A simulation study of the Off-State breakdown characteristics for a dual-dummy-gate SOI-LDMOS transistor is presented. The proposed device is a modification of a bulk-LDMOS transistor with a single dummy gate and two different diffused layers in the drift region. It introduces two additional dummy gates in the drift region, apart from the gate and extended drain electrode in the conventional device. The dummy gates need to be optimally biased to maximise the breakdown (VBR) and snapback voltages. 1D model modifying the 2D Poisson's equation has been proposed to analyse the 2D phenomena arising due to the perpendicular electric field originating from the dummy gate and extended-drain voltages and optimize the two dummy-gates bias. This approach provides an analytical solution for the Off-State VBR under the depletion condition. The model is verified with the TCAD simulations. The simulation results provide an insight into the electric field, potential distributions, and carrier concentrations in the drift region that characterizes the device performance.
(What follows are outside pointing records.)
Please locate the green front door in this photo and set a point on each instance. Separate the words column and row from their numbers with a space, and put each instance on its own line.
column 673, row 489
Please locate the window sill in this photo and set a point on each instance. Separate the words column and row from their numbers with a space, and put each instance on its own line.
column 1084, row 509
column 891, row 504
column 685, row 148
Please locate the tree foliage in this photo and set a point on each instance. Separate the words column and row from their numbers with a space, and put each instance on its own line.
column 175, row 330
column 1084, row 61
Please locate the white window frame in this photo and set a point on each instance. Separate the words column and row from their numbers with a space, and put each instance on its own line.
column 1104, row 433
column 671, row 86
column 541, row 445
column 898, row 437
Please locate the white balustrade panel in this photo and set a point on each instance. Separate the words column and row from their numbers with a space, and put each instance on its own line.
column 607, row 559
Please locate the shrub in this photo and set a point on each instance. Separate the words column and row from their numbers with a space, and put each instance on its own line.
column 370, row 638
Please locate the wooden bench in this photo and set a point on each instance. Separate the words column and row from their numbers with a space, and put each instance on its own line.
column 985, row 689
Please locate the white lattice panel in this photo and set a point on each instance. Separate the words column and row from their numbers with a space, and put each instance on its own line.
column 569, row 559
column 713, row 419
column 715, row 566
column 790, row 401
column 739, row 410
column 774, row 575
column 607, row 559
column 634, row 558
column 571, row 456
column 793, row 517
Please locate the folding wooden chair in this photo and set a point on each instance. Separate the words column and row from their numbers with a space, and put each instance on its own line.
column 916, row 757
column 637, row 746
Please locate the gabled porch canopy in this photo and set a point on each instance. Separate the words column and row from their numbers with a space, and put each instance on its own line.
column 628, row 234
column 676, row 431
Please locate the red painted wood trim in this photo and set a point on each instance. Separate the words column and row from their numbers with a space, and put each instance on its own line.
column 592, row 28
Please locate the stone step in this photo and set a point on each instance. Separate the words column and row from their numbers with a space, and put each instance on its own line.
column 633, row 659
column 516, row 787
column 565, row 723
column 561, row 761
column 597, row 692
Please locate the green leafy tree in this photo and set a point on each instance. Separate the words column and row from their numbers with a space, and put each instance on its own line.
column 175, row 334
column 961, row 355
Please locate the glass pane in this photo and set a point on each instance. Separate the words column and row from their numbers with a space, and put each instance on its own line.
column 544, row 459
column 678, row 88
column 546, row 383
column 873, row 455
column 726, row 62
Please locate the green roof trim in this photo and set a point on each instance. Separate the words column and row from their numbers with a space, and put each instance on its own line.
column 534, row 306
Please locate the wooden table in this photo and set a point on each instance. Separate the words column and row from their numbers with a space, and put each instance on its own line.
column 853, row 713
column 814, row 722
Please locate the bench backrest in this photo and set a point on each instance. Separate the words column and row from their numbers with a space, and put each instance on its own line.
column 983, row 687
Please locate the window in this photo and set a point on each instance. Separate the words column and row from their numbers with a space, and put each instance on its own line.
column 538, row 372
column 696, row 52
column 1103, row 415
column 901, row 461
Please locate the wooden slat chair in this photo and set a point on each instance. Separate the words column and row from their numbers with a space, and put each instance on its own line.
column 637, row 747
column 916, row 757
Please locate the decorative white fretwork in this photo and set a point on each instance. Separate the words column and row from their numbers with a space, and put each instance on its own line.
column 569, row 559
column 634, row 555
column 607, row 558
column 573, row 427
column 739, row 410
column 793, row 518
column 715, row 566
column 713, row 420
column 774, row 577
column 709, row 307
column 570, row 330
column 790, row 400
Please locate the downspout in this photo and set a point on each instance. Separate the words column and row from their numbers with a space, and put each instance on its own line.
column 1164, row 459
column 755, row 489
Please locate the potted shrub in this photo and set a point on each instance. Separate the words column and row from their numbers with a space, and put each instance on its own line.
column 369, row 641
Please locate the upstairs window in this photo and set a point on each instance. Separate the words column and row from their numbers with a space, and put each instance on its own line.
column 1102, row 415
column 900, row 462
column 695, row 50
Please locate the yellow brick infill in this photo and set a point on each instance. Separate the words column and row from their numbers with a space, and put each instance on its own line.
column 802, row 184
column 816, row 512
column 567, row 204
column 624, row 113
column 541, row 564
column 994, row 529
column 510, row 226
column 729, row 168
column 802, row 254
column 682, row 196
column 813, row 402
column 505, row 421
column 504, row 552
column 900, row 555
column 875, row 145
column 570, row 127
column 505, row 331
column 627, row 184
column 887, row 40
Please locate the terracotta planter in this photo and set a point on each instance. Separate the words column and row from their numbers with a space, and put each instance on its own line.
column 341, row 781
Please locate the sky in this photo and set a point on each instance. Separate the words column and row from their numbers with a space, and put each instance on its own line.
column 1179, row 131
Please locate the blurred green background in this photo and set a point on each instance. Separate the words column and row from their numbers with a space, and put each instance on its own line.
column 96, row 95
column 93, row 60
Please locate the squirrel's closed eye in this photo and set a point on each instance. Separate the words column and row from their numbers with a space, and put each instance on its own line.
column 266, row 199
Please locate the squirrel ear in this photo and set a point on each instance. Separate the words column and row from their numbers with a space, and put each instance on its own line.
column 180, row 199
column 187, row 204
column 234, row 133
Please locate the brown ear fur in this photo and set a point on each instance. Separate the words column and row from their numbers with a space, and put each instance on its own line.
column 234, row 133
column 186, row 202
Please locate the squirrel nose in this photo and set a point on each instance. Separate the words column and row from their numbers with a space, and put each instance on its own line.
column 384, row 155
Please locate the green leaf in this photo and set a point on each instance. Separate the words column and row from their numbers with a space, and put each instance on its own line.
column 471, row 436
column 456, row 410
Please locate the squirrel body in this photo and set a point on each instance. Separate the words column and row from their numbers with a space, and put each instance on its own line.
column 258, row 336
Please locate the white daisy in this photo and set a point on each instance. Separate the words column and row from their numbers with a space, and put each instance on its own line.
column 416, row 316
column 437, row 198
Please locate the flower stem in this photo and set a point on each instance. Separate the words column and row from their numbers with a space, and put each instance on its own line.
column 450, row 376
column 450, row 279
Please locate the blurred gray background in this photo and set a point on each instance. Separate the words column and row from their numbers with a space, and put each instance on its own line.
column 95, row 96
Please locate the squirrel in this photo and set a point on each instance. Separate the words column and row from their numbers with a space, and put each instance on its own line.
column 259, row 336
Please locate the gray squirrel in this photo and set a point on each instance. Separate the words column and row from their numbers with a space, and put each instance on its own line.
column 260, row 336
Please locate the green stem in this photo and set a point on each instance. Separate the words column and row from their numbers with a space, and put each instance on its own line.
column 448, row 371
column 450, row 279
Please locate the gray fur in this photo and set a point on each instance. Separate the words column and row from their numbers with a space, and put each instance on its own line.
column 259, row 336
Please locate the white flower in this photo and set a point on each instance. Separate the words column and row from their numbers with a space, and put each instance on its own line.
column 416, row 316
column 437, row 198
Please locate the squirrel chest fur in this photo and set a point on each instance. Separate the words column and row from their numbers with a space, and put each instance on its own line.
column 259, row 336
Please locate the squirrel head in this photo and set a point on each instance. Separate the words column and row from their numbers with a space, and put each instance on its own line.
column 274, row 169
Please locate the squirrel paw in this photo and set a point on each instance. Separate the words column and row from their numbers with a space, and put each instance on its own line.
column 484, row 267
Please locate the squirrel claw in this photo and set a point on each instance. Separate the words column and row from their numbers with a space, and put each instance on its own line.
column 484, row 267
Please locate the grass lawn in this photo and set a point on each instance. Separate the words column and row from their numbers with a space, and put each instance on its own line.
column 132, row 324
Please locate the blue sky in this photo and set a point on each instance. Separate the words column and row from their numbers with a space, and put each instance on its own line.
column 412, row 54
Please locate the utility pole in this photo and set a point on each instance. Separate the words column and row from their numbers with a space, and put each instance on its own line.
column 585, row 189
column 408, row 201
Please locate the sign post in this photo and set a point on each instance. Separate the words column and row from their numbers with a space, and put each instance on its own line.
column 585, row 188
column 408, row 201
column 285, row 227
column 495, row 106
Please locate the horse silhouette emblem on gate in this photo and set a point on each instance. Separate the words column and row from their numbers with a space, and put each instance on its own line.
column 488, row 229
The impact ionization and current density contours are also included. It is found that the introduction of the two dummy gates enhances the maximum achievable VBR while it eliminates the need to have two different diffused regions that necessitate additional masks. Also, the proposed device has an intrinsic structural advantage of the reduced gate to drain capacitance due to the shielding effect of dummy gates. As the performance of the proposed device is controlled externally by the applied dummy gate voltage, the VBR is user programmable as per the requirement in electrostatic discharge (ESD) protection circuits for a sub-100 V application.